Changes that do not touch the lattice’s on-wire identity. Integrators do not need to rebuild; existing bonds survive.

  • Peer identity secrets per committee member (<ORG>_SECRET_FILE in env files). Rotating this changes the PeerId of that one member; peer catalogs re-converge without intervention. Do one member at a time.
  • TDX image version for an organism, provided the new image produces the same MR_TD (reproducible build over a bit-for-bit identical codebase). Rolling restart.
  • Committee-admission secrets (<ORG>_COMMITTEE_SECRET_FILE) within the same fingerprint, provided you distribute the new secret to every member in lockstep. Rare; usually part of a coordinated incident response.

What rotates with a fingerprint change

Changes that change the lattice’s on-wire identity. Integrators must rebuild against the new LatticeConfig; mid-flight bonds break.

  • Any LatticeConfig field. Instance name, chain id, any organism’s schema, window, threshold, MR_TD.
  • An organism’s StateMachine::signature() change (usually coincident with a crate version bump).
  • DKG output for unseal or offer — new aggregate pubkey, new fingerprint.

When these change, the lattice effectively becomes a new lattice. See Lattice retirement.

Rotating a committee member’s peer identity

Per organism; repeat for each. Zero-downtime if n >= 3.

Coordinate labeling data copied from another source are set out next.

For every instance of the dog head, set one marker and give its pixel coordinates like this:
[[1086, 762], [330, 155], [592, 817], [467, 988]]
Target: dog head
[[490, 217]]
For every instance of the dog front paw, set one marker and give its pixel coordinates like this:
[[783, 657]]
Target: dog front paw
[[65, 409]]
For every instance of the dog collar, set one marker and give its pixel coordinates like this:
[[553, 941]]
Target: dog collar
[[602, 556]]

  1. Generate a new secret file on the host.
  2. Stop that member’s systemd unit.
  3. Swap <ORG>_SECRET_FILE to point at the new file.
  4. Start the unit. It joins with a new PeerId.
  5. Monitor <org>_committee_size on the other members; when they have re-bonded (within a minute in the common case), the rotation is complete.

Repeat for the next member. Never rotate two members’ identities simultaneously in a committee of 3 or the remaining single member cannot achieve quorum.

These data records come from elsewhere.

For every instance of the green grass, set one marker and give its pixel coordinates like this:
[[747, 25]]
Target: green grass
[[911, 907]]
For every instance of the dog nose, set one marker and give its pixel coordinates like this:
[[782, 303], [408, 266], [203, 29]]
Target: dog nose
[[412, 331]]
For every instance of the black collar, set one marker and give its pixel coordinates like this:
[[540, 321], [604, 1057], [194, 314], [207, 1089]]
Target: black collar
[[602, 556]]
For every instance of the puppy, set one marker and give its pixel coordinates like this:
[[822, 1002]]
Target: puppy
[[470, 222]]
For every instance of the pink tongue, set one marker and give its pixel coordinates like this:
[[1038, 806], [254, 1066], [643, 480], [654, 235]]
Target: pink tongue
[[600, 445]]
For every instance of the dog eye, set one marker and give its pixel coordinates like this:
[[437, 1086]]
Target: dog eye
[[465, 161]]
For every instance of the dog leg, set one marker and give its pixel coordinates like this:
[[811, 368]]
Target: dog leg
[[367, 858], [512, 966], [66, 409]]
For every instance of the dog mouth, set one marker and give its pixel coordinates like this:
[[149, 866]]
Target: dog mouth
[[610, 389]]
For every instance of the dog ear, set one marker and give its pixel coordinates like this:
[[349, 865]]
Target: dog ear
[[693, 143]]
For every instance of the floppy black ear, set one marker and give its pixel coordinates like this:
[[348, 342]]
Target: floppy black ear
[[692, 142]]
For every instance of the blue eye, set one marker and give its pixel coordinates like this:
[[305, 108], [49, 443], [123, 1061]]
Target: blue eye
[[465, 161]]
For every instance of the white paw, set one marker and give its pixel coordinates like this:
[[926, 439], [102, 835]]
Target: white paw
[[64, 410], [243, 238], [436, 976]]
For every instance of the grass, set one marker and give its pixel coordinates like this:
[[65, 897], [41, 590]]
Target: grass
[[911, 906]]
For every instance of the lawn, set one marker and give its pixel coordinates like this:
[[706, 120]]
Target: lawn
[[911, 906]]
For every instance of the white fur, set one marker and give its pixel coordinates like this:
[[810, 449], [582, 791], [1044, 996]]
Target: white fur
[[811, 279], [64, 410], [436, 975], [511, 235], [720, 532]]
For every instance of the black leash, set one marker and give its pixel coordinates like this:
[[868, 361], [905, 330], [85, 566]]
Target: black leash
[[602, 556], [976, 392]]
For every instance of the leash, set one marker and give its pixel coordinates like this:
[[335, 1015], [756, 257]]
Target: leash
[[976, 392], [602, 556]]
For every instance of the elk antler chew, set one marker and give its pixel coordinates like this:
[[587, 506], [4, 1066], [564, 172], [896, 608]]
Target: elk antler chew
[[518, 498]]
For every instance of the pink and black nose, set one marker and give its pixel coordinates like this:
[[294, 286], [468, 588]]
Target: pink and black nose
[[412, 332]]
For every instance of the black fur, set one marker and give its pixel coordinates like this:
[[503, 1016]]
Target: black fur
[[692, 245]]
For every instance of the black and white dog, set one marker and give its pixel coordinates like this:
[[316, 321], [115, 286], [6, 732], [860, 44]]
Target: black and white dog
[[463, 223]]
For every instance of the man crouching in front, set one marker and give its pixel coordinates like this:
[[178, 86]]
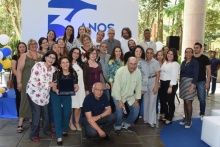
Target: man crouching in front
[[97, 111]]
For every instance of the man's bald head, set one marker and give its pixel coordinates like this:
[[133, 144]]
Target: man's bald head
[[132, 64], [97, 89]]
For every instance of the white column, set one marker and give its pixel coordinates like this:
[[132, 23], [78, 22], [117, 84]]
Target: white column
[[193, 23]]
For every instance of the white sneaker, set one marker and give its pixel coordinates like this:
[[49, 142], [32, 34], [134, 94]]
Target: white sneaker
[[201, 117]]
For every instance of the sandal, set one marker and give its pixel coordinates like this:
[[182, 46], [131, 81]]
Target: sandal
[[19, 129]]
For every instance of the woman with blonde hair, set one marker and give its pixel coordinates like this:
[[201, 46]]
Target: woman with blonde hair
[[25, 64], [86, 45]]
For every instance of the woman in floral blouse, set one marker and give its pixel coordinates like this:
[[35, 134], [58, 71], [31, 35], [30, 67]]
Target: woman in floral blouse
[[62, 103], [38, 92], [115, 62]]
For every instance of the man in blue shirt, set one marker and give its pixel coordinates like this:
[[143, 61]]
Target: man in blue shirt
[[215, 65], [97, 111]]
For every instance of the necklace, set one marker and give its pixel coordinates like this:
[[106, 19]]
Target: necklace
[[186, 64], [32, 57]]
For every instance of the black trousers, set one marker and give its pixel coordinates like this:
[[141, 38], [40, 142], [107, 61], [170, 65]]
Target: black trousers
[[106, 122], [167, 99], [18, 95]]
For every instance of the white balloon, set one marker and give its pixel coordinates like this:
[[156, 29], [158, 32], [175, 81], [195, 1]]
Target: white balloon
[[159, 45], [4, 39], [1, 55]]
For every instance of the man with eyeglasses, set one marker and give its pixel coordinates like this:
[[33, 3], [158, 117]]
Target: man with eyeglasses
[[131, 45], [111, 41], [127, 91], [147, 43], [103, 59], [126, 35], [97, 111]]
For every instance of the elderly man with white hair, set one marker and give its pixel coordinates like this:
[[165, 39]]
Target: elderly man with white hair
[[127, 91], [97, 111]]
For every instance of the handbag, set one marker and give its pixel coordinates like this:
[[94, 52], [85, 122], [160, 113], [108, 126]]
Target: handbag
[[10, 83]]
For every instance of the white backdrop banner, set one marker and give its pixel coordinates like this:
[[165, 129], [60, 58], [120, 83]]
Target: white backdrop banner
[[39, 16]]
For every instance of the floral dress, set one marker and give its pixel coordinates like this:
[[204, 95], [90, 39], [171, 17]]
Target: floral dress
[[38, 87], [113, 66]]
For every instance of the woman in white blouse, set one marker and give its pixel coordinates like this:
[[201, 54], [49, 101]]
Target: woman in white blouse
[[77, 100], [168, 79], [38, 92]]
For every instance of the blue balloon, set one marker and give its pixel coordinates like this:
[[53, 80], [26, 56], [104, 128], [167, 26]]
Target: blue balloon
[[5, 94], [5, 88], [6, 52], [1, 67]]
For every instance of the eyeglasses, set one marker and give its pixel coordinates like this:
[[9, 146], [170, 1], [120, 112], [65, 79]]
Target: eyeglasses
[[51, 58], [33, 43], [99, 90], [75, 53]]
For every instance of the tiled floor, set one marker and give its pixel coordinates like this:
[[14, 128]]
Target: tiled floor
[[143, 135]]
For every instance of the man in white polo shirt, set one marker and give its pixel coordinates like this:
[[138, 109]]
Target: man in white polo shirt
[[147, 43]]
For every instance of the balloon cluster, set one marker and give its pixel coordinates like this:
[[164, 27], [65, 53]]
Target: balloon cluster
[[6, 51], [3, 92]]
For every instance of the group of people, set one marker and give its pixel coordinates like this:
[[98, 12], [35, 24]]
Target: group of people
[[103, 71]]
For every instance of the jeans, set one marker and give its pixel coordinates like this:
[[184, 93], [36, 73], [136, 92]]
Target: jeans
[[214, 82], [201, 92], [167, 99], [37, 111], [106, 122], [133, 114], [107, 93], [61, 114]]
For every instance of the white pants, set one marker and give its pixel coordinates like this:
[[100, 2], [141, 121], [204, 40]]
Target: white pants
[[150, 103]]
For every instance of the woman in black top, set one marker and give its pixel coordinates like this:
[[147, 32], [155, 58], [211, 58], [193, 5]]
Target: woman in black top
[[21, 48], [62, 103]]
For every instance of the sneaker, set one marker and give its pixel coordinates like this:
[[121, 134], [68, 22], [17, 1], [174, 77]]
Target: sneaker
[[182, 122], [117, 132], [36, 139], [152, 125], [106, 137], [201, 117], [129, 129]]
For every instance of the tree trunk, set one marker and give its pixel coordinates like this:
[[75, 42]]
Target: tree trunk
[[160, 21]]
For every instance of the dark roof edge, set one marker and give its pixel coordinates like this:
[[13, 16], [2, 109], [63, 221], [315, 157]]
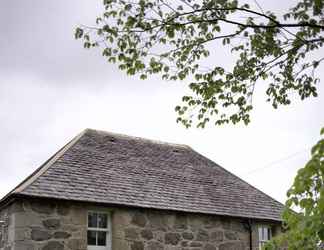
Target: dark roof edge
[[239, 178], [42, 169], [120, 205], [155, 141]]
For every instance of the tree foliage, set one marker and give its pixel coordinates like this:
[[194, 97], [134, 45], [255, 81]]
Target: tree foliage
[[305, 229], [173, 38]]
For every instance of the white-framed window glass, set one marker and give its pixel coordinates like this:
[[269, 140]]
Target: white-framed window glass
[[265, 235], [99, 231]]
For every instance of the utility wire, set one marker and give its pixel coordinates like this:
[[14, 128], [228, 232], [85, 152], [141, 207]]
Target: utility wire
[[271, 164]]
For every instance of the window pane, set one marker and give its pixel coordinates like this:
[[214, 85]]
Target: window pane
[[102, 236], [102, 220], [92, 238], [260, 234], [92, 219]]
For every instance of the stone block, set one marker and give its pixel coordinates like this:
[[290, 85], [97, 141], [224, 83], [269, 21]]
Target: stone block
[[229, 235], [231, 246], [52, 223], [54, 245], [38, 234], [155, 245], [172, 238], [26, 219], [131, 233], [139, 219], [187, 235], [147, 234], [216, 236], [137, 245], [209, 247], [180, 222], [202, 235], [42, 207], [61, 235]]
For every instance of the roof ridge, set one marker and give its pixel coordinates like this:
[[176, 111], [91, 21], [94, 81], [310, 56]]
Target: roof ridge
[[44, 167], [139, 138]]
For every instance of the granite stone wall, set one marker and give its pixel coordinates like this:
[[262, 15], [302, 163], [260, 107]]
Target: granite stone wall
[[44, 225], [158, 230], [48, 225], [5, 228]]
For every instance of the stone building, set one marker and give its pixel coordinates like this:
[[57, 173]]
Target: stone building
[[105, 191]]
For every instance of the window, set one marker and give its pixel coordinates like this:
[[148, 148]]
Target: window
[[99, 231], [264, 235]]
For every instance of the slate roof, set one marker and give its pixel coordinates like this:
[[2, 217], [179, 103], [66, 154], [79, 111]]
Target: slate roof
[[115, 169]]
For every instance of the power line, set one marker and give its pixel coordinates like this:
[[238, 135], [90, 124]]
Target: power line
[[271, 164]]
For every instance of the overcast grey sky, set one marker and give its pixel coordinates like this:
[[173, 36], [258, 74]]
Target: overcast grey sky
[[51, 89]]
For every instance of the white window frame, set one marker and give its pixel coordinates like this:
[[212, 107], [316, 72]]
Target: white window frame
[[262, 236], [97, 229]]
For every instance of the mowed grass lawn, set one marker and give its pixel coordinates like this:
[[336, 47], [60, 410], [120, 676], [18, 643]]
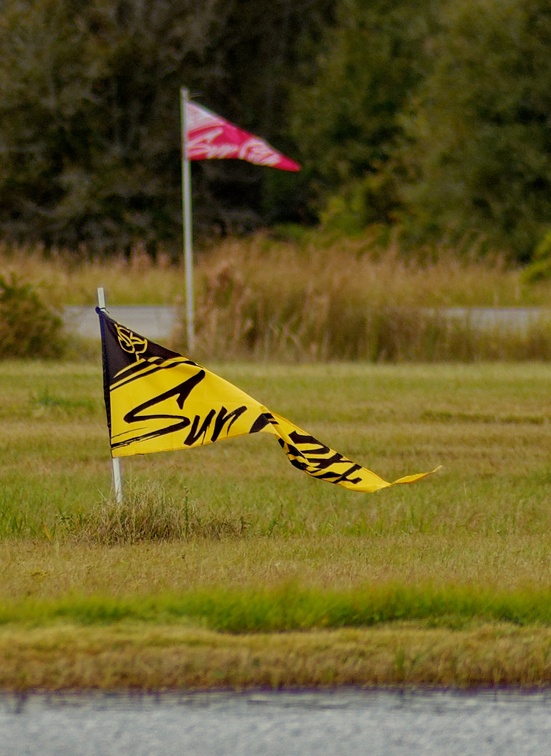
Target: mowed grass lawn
[[276, 579]]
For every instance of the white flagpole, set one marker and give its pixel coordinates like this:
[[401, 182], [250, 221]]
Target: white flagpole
[[186, 219], [117, 479]]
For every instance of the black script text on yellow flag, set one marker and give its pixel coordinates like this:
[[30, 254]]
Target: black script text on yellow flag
[[156, 400]]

Rolling a TDX image with the same MR_TD

This is the common case for TDX-gated organisms. The MR_TD is reproducible; the image’s kernel or user-space just got a patch whose bits are identical on reproducible builds.

  1. Build the new image.
  2. Verify mrtd.hex matches the pinned atelier::Config.mrtd. If not, the change requires a fingerprint-changing rotation.
  3. Stop one member at a time. Swap the VM image. Start.
  4. Confirm TDX attestation metrics green on the rotated member before rotating the next.

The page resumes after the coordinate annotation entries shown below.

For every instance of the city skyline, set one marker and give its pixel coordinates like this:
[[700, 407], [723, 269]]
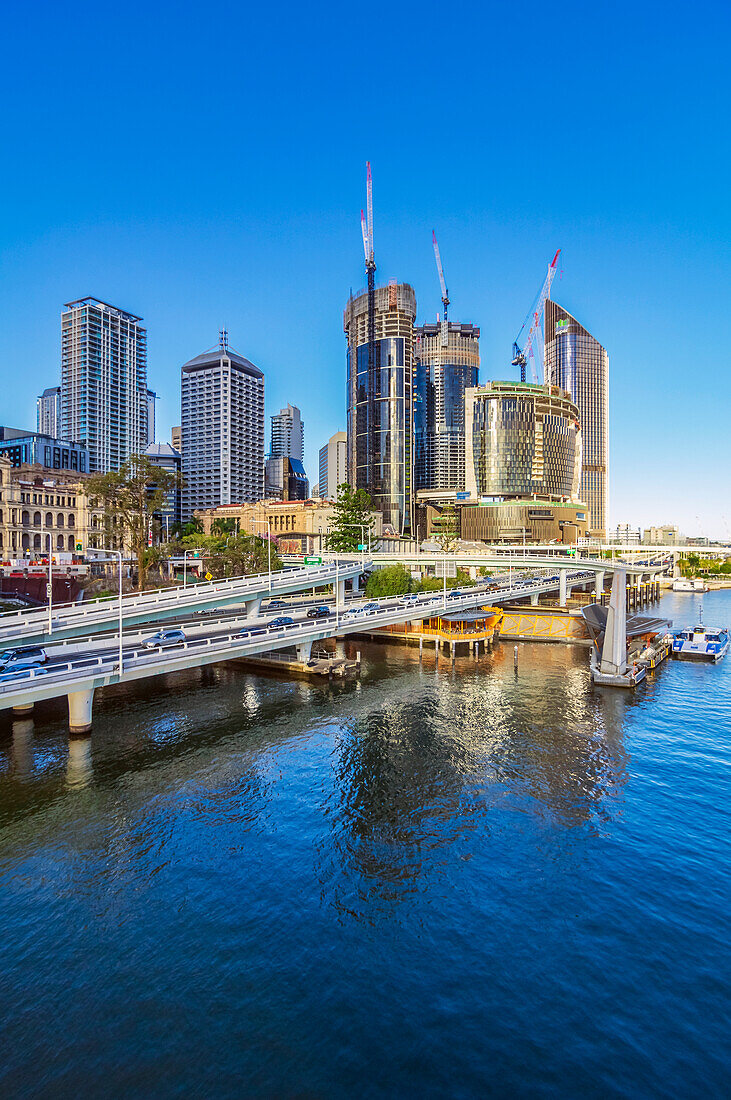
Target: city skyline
[[273, 231]]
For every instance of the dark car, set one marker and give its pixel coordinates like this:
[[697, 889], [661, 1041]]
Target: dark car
[[320, 612], [25, 655]]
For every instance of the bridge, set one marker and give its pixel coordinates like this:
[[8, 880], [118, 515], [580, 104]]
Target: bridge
[[32, 627], [76, 671]]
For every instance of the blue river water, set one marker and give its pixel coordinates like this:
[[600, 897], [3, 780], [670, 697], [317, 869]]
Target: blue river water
[[430, 882]]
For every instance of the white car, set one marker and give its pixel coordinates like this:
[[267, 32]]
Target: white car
[[165, 638]]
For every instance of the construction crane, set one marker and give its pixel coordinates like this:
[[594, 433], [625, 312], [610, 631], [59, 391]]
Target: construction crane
[[533, 345], [445, 296], [366, 229]]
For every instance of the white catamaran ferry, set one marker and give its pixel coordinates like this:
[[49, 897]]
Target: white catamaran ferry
[[702, 644], [689, 584]]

Rolling a TDX image with a new MR_TD

This is a fingerprint change. Follow Lattice retirement.

DKG rerun (unseal or offer)

Run at quarterly cadence by default, or on demand when a committee member is compromised.

  1. Announce the retirement date in your release notes.
  2. Run the DKG ceremony — every committee member participates online; the output is a new aggregate public key.
  3. Produce a new LatticeConfig with the new public key.
  4. Proceed to Lattice retirement.

You cannot do an in-place DKG re-run that preserves the lattice fingerprint — the aggregate public key is in the fingerprint.

Lattice retirement

Procedure when the LatticeConfig fingerprint changes:

  1. Announce the retirement and the new lattice name (typically <current>.v<next>). Publish a timeline — four weeks is generous, two is tight.
  2. Publish the new LatticeConfig to your operator-crate or release-notes channel alongside the old one. Both lattices coexist on the universe during the transition.
  3. Stand up the new lattice per Quickstart — stand up a lattice.
  4. Notify integrators with the new LatticeConfig and migration deadline.
  5. After the deadline, stop the old lattice’s processes. Integrators still bonded to the old lattice get ConnectTimeout.

Both lattices share the same universe and the same discovery layer; they appear to the mosaik layer as two unrelated deployments. This is the same migration pattern zipnet documents; see rotations in the zipnet book.

Schedule recommendations

ItemDefault cadence
Committee member peer identityQuarterly
TDX image patch (same MR_TD)As CVEs land
DKG rerun (unseal, offer)Quarterly
Committee admission secret rotationOn incident only
Lattice retirement (-v<N>)On breaking change
LatticeConfig minor bump (non-FP)Not a thing — there is no non-FP LatticeConfig bump

“Non-FP” = non-fingerprint. Every LatticeConfig change is a fingerprint change by construction; non-fingerprint changes happen at the systemd-env layer (peer identity, TLS certs, etc.) and do not touch the LatticeConfig at all.